First marriage of Lebanese man with two wives recognised under Irish law

Supreme Court rules second marriage not valid while the first marriage subsists

The chamber of the Supreme Court which has unanimously ruled the first marriage of a Lebanese man with two wives can be recognised under Irish law. Photograph: Bryan O’Brien

The chamber of the Supreme Court which has unanimously ruled the first marriage of a Lebanese man with two wives can be recognised under Irish law. Photograph: Bryan O’Brien


A seven-judge Supreme Court has unanimously ruled the first marriage of a man living here with two wives whom he married in his native Lebanon is valid under Irish law.

While his second marriage is not valid here, it may have legal consequences and the court’s findings do not compel the State to deny all legal effect to polygamous marriages in all contexts, the court stressed.

This case was rooted in the immigration area and it “may be desirable” to have some regard to the reality of familial bonds, it said.

A marriage that is only “potentially” polygamous (where a man has one spouse but the relevant legal system would permit subsequent marriages) is capable of being recognised under Irish law and public policy does not require such a marriage should not be recognised because a man later contracts a second marriage, the court held.

Recognition of an “actually” polygamous marriage would be contrary to a fundamental constitutional principle – of equality – and therefore contrary to public policy, it ruled.

In finding the second marriage not valid under Irish law, it said the institution of polygamy is not contemplated by the Constitution and is contrary to principles of various international instruments. Giving legal recognition to such a structure would “give legal effect to discrimination and subordination in a relationship where the principle of equality should hold sway”.

Ms Justice Iseult O’Malley stressed her conclusions, with which the other judges agreed, were subject to the right of the Oireachtas to consider and legislate for issues of public policy “subject to, and in conformity with, the Constitution”.

Mr Justice Frank Clarke, in a concurring judgment focussing on public policy issues, said there was a “strong imperative” “urgent” attention be given to whether legislation should be enacted to address the issues raised.

The case, involving the court considering for the first time the legal consequences here of a polygamous marriage entered into in another country, has implications for such marriages and for family reunification of successful asylum seekers.

The State argued neither of the man’s marriages should be recognised and Irish public policy is opposed to attaching legal consequences here to polygamous marriages.

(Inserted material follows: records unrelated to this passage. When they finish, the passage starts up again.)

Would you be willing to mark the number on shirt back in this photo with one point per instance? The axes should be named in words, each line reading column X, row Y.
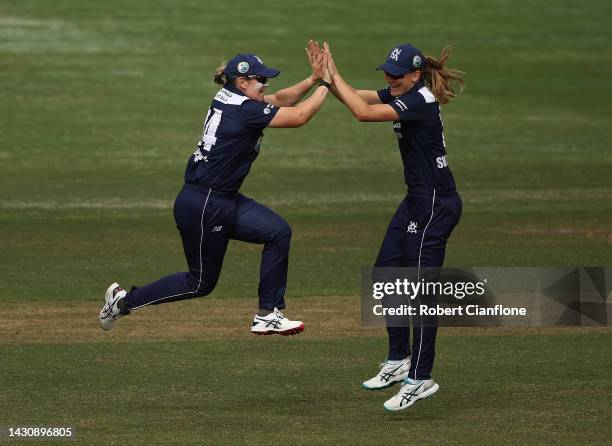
column 209, row 139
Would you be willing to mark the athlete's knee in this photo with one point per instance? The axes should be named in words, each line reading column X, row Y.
column 202, row 286
column 283, row 231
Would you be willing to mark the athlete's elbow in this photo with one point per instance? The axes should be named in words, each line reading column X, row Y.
column 301, row 119
column 361, row 116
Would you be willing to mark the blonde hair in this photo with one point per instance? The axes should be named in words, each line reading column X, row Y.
column 219, row 76
column 442, row 81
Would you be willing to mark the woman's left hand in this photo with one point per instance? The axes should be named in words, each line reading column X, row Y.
column 316, row 60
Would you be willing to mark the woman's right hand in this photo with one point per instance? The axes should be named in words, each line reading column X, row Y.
column 330, row 64
column 316, row 60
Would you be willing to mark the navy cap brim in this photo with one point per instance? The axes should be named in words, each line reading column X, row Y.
column 267, row 72
column 393, row 70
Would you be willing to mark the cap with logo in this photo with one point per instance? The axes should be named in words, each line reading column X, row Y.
column 402, row 59
column 248, row 65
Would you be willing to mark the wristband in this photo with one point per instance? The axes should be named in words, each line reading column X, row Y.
column 326, row 84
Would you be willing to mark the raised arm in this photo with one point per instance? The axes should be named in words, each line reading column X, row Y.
column 302, row 113
column 362, row 105
column 292, row 95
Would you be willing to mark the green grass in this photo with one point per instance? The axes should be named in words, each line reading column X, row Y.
column 493, row 388
column 101, row 106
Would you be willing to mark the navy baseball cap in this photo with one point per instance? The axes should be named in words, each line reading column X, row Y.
column 402, row 59
column 248, row 65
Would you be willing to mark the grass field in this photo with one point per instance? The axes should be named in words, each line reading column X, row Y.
column 101, row 106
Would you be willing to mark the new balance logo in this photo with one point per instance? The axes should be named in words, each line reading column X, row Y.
column 401, row 105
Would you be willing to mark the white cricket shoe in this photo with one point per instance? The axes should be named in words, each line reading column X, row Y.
column 388, row 375
column 410, row 393
column 275, row 323
column 109, row 312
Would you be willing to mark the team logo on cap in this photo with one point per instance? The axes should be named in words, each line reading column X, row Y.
column 395, row 54
column 243, row 67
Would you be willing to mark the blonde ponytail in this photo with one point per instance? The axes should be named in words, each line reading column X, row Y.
column 442, row 81
column 219, row 76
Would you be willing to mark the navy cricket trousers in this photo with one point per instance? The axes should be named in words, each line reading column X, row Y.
column 416, row 237
column 207, row 219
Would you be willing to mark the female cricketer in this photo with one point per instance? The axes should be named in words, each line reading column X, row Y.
column 417, row 234
column 209, row 210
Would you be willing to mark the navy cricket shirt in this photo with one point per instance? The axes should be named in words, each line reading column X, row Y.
column 421, row 139
column 231, row 138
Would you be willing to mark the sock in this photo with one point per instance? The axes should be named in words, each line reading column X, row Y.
column 394, row 361
column 122, row 308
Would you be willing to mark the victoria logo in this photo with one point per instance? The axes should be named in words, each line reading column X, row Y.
column 243, row 67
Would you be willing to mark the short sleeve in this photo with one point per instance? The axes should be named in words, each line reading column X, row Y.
column 385, row 95
column 409, row 107
column 257, row 114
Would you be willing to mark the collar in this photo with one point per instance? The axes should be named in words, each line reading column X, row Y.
column 230, row 87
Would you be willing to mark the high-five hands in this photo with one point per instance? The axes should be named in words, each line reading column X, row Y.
column 319, row 61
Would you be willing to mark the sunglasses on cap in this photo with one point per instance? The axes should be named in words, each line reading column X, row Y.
column 392, row 77
column 261, row 79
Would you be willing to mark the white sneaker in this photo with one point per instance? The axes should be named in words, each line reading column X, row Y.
column 388, row 375
column 275, row 323
column 410, row 393
column 109, row 312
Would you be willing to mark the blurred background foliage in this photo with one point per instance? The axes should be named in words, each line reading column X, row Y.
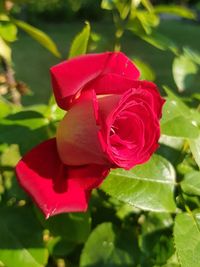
column 156, row 223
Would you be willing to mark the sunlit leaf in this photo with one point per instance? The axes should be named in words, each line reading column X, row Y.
column 148, row 186
column 184, row 71
column 177, row 10
column 109, row 246
column 39, row 36
column 187, row 239
column 80, row 43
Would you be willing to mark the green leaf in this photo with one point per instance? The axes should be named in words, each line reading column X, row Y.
column 187, row 239
column 21, row 239
column 148, row 186
column 59, row 247
column 146, row 71
column 107, row 4
column 5, row 108
column 109, row 246
column 157, row 247
column 147, row 20
column 180, row 127
column 191, row 183
column 5, row 51
column 177, row 10
column 147, row 4
column 52, row 111
column 11, row 156
column 39, row 36
column 160, row 41
column 177, row 119
column 8, row 31
column 195, row 148
column 184, row 71
column 192, row 54
column 80, row 42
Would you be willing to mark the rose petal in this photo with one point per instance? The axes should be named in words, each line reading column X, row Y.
column 77, row 134
column 117, row 84
column 55, row 187
column 69, row 77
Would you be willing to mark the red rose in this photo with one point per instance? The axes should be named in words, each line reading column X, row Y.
column 112, row 121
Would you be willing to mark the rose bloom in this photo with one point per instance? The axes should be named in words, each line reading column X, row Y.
column 112, row 121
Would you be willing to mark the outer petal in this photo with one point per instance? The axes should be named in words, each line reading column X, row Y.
column 55, row 187
column 77, row 134
column 69, row 77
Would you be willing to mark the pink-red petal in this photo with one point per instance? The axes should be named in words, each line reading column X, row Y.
column 77, row 134
column 69, row 77
column 55, row 187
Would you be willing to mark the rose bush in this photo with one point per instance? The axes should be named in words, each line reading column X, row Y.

Ms Justice O’Malley said the Constitution and Irish public policy in this era “clearly envisage a marriage as being a union between two people, based on the principle of equality and mutual commitment”.

There is no bar to recognition of a marriage that is in fact monogamous where the only objection is the system of law under which the couple married would permit more than one marriage, she found.

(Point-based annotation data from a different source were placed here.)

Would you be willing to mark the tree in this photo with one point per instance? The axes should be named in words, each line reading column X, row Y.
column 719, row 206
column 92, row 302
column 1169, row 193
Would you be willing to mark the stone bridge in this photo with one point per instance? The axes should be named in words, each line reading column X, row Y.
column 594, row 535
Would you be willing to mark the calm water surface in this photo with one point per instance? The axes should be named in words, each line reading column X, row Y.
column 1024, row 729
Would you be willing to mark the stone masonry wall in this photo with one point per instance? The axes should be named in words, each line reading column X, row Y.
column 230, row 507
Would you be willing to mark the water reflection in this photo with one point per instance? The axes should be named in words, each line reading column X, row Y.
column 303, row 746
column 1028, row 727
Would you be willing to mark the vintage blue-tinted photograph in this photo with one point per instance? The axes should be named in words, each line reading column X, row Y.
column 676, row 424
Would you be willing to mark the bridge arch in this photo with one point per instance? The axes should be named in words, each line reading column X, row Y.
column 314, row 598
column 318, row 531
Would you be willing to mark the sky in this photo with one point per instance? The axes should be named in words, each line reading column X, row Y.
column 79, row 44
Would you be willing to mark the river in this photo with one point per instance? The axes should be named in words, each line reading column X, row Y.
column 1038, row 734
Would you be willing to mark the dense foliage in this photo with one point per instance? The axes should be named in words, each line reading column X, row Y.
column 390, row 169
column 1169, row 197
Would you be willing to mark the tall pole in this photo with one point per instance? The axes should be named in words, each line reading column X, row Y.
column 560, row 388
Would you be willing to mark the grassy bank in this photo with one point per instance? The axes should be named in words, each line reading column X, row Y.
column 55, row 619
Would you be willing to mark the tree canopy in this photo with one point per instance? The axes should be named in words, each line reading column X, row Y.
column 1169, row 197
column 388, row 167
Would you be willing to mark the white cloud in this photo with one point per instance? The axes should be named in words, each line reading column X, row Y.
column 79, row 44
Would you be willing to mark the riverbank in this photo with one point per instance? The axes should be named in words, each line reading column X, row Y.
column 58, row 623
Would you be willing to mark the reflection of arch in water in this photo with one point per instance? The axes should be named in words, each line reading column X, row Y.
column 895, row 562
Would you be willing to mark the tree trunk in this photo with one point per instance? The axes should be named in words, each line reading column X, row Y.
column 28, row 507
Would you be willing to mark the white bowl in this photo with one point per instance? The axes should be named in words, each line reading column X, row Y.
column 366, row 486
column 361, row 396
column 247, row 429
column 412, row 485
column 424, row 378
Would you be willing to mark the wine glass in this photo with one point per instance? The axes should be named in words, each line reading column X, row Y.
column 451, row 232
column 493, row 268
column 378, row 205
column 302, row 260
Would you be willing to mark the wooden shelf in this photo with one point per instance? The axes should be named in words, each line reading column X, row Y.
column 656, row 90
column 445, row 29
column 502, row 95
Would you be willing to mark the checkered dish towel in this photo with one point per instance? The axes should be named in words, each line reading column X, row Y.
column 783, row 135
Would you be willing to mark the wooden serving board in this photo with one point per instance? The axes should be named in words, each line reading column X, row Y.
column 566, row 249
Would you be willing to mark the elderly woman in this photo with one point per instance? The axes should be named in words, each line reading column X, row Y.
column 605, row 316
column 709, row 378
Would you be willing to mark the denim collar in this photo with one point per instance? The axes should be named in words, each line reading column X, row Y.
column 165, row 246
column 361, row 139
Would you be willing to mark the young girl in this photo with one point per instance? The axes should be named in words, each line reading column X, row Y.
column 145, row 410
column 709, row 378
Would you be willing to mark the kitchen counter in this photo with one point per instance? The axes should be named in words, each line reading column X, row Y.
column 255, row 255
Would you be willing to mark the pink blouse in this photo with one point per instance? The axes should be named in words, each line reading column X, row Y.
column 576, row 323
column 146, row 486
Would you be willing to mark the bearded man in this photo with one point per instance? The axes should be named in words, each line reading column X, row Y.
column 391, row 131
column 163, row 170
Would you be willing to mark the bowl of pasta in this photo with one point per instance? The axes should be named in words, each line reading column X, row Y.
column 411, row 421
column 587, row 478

It can be presumed a significant number of the estimated 60,000 Muslims living here were married under a law that permits polygamy, she said. It seemed most of those are living monogamously with not many instances of actually polygamous households and refusal to recognise what are de facto monogamous marriages could cause “distress, confusion and disruption” to a significant number of people living here.

Recognition should be afforded as of the date of inception of the man’s first marriage and should not be withdrawn in the event of a second or subsequent marriage by him, she held.

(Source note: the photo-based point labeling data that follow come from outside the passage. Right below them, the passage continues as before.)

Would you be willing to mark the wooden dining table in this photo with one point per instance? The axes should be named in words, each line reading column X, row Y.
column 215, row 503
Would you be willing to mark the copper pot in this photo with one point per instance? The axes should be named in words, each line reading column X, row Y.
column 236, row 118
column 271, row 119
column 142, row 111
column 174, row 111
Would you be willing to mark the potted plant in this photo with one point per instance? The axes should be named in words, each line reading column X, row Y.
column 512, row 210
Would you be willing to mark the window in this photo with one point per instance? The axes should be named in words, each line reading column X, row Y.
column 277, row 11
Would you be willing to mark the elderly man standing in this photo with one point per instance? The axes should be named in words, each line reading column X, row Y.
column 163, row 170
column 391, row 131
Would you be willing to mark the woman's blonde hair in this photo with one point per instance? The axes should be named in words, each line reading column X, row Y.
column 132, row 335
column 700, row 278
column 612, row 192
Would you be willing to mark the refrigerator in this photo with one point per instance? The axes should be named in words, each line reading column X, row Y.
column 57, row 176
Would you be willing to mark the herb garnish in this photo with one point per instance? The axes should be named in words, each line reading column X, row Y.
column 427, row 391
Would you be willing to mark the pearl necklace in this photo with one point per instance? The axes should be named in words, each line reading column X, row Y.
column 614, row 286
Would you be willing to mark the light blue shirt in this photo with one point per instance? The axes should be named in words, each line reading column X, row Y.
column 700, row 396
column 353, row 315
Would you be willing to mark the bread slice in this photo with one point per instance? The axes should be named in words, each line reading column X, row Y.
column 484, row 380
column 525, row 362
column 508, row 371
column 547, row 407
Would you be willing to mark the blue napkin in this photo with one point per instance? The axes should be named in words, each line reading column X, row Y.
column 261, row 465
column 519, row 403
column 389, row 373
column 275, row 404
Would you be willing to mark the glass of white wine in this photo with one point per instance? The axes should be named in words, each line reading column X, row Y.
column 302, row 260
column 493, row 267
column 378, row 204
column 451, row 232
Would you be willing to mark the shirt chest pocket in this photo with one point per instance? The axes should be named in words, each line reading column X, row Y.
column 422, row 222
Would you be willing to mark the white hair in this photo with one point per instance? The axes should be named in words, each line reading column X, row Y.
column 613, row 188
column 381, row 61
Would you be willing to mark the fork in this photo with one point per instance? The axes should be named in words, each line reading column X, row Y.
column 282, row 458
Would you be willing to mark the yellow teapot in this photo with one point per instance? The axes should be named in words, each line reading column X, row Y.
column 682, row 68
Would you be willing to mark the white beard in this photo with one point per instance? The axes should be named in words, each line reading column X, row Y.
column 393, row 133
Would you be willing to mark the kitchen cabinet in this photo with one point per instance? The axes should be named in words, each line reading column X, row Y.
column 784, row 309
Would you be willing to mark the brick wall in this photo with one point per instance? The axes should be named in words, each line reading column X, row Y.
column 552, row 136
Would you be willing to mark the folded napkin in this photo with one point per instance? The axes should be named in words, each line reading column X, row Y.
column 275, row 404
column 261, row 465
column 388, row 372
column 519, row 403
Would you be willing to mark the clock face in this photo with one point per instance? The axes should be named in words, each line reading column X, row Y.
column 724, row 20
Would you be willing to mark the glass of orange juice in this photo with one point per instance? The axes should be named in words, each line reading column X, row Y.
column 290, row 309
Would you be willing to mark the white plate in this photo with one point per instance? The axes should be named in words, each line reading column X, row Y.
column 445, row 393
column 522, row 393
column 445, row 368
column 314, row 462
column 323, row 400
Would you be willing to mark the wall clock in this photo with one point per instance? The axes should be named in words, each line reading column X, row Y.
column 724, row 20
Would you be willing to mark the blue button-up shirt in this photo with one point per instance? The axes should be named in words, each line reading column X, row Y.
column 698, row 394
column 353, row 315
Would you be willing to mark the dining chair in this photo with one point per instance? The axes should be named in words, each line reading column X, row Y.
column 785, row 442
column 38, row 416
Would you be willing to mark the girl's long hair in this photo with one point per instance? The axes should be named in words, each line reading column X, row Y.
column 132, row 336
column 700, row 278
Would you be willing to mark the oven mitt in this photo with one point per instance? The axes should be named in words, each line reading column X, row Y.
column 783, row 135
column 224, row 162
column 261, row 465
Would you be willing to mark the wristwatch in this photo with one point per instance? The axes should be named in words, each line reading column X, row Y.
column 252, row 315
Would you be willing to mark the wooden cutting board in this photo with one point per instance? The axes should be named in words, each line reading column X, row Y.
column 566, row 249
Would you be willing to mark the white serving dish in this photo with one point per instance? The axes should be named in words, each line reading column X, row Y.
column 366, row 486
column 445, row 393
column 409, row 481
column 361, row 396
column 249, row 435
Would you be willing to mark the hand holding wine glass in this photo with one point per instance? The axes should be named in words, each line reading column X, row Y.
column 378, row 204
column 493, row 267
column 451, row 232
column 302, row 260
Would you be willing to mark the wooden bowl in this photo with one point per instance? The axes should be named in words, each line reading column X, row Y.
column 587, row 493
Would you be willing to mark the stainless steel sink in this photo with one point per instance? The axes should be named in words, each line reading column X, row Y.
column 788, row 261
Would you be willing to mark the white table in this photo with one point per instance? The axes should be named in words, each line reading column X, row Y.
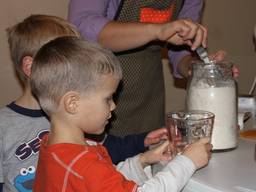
column 233, row 171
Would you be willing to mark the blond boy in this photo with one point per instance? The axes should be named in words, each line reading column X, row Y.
column 74, row 81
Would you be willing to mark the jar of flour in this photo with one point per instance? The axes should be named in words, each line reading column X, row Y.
column 212, row 88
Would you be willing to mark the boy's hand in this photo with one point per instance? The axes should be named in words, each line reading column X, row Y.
column 199, row 152
column 157, row 154
column 155, row 137
column 183, row 31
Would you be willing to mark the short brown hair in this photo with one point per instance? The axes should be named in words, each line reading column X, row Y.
column 26, row 38
column 70, row 64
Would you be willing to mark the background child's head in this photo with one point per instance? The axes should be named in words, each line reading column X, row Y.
column 26, row 38
column 69, row 64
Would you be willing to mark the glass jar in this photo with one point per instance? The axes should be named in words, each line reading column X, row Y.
column 212, row 88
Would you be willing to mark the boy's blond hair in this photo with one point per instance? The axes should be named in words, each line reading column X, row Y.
column 70, row 64
column 26, row 37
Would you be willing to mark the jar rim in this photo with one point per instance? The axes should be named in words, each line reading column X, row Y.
column 226, row 63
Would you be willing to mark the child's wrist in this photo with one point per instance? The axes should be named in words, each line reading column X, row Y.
column 143, row 160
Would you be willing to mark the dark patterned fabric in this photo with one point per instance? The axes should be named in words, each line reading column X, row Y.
column 140, row 97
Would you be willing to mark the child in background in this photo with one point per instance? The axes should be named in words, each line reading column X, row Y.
column 23, row 123
column 74, row 81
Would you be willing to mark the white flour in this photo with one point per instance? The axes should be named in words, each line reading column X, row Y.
column 222, row 102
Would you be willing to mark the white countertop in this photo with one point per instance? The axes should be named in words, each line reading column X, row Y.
column 233, row 171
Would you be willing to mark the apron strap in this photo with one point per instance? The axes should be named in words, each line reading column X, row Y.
column 120, row 6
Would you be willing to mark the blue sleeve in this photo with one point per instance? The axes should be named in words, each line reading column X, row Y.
column 121, row 148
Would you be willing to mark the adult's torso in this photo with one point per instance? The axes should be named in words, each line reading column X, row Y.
column 141, row 96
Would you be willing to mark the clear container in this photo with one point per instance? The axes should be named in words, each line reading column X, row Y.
column 212, row 88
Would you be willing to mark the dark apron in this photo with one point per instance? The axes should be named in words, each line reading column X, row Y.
column 140, row 96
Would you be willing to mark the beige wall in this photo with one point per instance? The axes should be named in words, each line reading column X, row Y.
column 229, row 28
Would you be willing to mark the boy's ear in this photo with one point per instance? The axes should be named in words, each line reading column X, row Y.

The man was entitled to a declaration his marriage to his first wife was valid as of the date of its inception, she ruled.

While taking the view the man’s second marriage is not valid under Irish law while his first marriage subsists, that did not necessarily mean such a marriage “can never have legal consequences here”.

Public policy, she said, changes over time. While the State appeared to have previously permitted refugees with more than one wife choose which wife they wanted to join them, and to have then treated that marriage as monogamous, that policy had changed in light of court judgments and applications received and the attitude now was neither wife would be admitted.

The State had conceded during the appeal a “more nuanced position” might be adopted concerning potentially polygamous marriages, she noted.

The now 64-year-old man, while living in Lebanon, married his first wife in 1975 and his second in 1988 and has children with both. Under Lebanese law, a man can have up to four wives.

He came here in 1998, got refugee status here in 2000 and in 2002 became an Irish citizen. Having got refugee status, he applied under family reunification provisions for his second wife to join him and she was permitted do so in 2001 with their children on the express basis she was his wife. She is now an Irish citizen.

After getting Irish citizenship in 2002, he applied to have his first wife also admitted here and took High Court proceedings after the Minister for Justice refused. His first wife came here in 2006 seeking asylum and was refused, but later got permission to remain.

After the High Court refused recognition of his first marriage, he appealed to the Supreme Court. Both wives supported the appeal.

Ms Justice O’Malley said, while the Attorney General had said it was unlikely any step would be taken now to remove the first wife from the State, the issue of her status was “clearly not moot”.

Public policy changes over time and she considered various factors should contribute to a decision made on public policy grounds, including obligations under EU and international law.